El sujeto entró ayer al vivero con otro dos cómplices para robar al comercio ubicado en la esquina de Illia y 12 de Octubre, de Rafael Calzada, pero todo terminó en masacre.

Todo empezó alrededor de las 11.30 cuando a Gladys, la mujer de Oscar, escuchó ruidos. Su marido había ido a darle el almuerzo a Luis Gramuglia (74 años), que es discapacitado y está postrado.

“Mi papá le había ido a dar de comer a mi tío y, como demoraba, mi mamá fue a buscarlo. Se encontró con uno de los ladrones que la agarró por la espalda y le tiró una puñalada en el cuello, gracias a Dios no le hizo nada», contó Greta Gramuglia (46 años), la hija del matrimonio.

Aunque en un primer momento se pensó que habían actuado tres ladrones, las víctimas aseguraron ante el fiscal solo vieron a uno. Gladys vio a su marido muerto, tirado en el suelo. También a Juan Carlos, a unos metros.

El asaltante fue identificado como Jonathan Emanuel Godoy, de 27 años, empezó a pedirle el dinero a Gladys. La mujer le entregó los 10 mil pesos que tenía. A esa altura, el delincuente ya había cargado todo lo que podía tener valor en una camioneta que usaban en el vivero para hacer los repartos.

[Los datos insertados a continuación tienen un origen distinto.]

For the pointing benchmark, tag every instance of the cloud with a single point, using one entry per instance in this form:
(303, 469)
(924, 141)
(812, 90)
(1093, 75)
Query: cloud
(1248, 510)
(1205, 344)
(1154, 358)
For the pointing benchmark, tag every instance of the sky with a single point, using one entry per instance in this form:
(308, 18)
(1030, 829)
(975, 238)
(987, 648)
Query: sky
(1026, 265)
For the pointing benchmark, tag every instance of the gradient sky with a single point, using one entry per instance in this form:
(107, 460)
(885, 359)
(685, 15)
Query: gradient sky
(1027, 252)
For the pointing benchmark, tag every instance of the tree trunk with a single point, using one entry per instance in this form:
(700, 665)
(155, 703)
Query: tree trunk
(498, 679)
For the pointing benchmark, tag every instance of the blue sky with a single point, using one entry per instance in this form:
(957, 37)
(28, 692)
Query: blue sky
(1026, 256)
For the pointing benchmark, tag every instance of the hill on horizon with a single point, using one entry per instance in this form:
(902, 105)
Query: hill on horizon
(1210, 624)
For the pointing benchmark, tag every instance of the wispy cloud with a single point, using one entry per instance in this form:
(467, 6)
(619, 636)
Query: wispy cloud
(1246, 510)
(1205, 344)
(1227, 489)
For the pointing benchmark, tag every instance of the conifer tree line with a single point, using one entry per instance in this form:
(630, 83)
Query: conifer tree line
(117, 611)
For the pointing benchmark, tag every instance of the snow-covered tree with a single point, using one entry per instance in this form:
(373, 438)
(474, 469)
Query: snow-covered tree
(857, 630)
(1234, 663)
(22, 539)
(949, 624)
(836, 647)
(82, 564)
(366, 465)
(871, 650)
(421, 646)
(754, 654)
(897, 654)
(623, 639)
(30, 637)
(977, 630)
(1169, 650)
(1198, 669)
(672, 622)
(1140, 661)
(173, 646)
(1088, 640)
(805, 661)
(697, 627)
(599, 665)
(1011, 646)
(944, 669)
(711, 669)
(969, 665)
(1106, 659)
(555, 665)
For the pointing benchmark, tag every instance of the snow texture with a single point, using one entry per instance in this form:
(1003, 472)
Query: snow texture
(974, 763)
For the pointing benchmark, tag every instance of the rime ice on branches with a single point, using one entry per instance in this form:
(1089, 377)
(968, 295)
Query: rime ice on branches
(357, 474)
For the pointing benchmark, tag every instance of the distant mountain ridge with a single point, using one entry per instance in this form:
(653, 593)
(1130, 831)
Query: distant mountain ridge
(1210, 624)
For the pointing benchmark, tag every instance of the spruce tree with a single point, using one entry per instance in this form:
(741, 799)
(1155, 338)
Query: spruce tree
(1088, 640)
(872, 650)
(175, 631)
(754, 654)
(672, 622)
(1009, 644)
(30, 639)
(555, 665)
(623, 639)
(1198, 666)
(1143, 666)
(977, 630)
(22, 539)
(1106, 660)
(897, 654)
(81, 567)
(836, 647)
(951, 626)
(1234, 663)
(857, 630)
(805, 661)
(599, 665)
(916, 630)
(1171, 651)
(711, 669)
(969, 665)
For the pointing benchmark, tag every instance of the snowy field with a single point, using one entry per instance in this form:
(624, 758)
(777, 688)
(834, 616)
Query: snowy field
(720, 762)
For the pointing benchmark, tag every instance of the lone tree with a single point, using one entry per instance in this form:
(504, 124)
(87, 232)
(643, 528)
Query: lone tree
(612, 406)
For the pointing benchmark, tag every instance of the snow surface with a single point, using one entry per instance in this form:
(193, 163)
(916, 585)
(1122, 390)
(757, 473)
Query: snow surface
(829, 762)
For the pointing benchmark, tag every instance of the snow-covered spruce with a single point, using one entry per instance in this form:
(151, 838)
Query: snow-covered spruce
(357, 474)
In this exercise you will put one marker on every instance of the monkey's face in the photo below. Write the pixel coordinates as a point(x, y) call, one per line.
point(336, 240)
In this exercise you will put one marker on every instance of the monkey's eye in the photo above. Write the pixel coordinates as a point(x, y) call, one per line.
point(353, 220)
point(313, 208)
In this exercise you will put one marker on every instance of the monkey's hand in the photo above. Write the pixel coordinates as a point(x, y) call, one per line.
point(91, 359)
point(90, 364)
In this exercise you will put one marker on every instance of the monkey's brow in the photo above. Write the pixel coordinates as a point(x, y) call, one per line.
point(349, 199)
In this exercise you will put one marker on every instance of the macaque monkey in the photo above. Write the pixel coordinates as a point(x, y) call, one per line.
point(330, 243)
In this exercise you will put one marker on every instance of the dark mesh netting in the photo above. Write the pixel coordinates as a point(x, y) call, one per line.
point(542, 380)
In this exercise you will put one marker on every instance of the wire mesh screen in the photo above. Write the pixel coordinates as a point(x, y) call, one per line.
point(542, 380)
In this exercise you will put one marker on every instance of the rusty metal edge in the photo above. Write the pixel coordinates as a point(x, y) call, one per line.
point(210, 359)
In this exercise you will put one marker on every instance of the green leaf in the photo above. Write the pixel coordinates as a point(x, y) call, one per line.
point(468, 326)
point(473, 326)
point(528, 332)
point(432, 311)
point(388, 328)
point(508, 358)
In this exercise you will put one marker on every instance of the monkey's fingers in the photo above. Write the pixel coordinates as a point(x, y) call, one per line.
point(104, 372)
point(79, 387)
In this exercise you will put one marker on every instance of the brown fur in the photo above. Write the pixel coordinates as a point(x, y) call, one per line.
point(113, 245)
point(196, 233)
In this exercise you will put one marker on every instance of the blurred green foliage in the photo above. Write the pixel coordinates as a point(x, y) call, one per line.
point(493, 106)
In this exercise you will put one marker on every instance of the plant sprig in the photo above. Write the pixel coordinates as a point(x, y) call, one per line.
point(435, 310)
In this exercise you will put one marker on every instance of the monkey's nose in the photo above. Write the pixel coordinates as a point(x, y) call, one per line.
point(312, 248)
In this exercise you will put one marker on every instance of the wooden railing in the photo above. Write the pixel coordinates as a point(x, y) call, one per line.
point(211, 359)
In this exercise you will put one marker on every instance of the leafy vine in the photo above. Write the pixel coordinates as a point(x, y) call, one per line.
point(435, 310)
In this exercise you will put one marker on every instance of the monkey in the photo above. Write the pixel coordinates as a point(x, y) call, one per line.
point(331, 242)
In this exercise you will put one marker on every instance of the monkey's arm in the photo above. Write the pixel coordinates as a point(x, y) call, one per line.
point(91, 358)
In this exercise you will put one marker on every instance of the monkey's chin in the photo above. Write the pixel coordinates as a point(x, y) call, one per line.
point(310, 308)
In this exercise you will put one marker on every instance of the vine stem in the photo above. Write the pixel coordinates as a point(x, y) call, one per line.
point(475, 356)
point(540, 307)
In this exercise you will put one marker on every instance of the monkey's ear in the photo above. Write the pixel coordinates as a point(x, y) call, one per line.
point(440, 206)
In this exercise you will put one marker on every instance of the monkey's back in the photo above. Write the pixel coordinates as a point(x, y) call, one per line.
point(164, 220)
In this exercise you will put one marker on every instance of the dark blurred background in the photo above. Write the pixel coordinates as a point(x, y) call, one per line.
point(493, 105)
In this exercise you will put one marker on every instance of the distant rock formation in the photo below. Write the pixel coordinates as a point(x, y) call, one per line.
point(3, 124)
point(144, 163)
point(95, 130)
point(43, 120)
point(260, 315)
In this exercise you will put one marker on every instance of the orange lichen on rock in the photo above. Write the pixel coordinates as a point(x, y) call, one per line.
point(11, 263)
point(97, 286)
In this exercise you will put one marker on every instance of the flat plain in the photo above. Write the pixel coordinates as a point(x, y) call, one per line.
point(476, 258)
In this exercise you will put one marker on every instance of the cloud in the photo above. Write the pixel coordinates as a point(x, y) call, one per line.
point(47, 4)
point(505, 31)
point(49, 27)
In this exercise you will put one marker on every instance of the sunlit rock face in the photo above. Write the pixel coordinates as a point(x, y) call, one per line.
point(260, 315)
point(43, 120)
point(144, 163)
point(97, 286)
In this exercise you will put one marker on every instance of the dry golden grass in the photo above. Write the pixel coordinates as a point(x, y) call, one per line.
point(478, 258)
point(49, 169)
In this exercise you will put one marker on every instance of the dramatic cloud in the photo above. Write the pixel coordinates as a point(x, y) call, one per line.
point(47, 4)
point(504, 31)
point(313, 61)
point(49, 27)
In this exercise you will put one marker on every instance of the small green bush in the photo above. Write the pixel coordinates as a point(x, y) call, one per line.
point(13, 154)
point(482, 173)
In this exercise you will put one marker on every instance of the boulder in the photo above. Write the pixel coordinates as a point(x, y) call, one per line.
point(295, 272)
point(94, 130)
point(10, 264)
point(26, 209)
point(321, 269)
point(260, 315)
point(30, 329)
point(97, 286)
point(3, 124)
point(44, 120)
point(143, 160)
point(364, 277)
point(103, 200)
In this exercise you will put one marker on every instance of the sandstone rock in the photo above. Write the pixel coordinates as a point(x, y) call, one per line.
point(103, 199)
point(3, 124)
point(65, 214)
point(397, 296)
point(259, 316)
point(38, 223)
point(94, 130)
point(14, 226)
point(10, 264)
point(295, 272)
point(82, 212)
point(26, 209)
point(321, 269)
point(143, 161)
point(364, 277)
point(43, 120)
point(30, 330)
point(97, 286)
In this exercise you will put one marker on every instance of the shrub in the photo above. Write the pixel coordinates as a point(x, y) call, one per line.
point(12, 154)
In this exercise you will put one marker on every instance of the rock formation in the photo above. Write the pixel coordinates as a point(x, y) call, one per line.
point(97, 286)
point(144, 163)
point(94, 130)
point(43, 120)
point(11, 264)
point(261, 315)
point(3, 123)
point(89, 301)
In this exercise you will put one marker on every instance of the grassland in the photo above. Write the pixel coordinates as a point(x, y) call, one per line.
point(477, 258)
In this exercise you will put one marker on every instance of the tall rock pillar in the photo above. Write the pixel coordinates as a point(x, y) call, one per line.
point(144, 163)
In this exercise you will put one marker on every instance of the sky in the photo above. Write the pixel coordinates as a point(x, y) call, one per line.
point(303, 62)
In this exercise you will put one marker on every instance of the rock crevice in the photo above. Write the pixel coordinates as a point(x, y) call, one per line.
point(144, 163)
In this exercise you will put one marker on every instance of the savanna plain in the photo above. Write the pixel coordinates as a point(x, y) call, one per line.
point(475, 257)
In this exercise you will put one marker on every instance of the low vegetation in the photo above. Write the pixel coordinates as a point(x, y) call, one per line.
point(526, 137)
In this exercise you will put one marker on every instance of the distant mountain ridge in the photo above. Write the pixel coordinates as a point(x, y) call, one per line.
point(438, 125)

Escondida estaba una empleada que había ido a limpiar y que logró mantenerse a salvo por un rato: “¡Acá no hay nada, dónde me mandaste hijo de puta!», llegó a escuchar que le reprochaba el ladrón a Martínez, antes de matarlo. 

Gladys convenció a Godoy para que la dejara ir al baño. “Mi mamá le pidió ir al baño, lo trataba de calmar, y cuando la dejó ir se encerró. Llamó al 911 pero no la atendían, entonces me llamó a mí, me dijo que mi papá estaba muerto, que lo habían matado. Llamé yo al 911 y como seguían sin venir me fui a la comisaría. Llegamos con la Policía y lograron sacar a mi mamá primero y después a la empleada que la ayuda en la casa», detalló Greta, que es abogada y tiene su estudio justo al lado del vivero de sus papás.

Primero rescataron a Gladys, mientras el ladrón se atrincheraba con la empleada, llamada Mabel, de 54 años. Después, los integrantes del Grupo Halcón la sacaron a ella y lograron detener a Godoy que, según fuentes policiales, tenía un pedido de captura por otro robo cometido el mes pasado.

Martínez llevaba mucho tiempo viviendo en la casa de los Gramuglia y Greta se resiste a creer que los haya “vendido”: “Hace más de 15 años que él vivía en la casa, mi papá le prestaba el lugar, y él lo ayudaba con el vivero, era un amigo de la familia«, afirmó.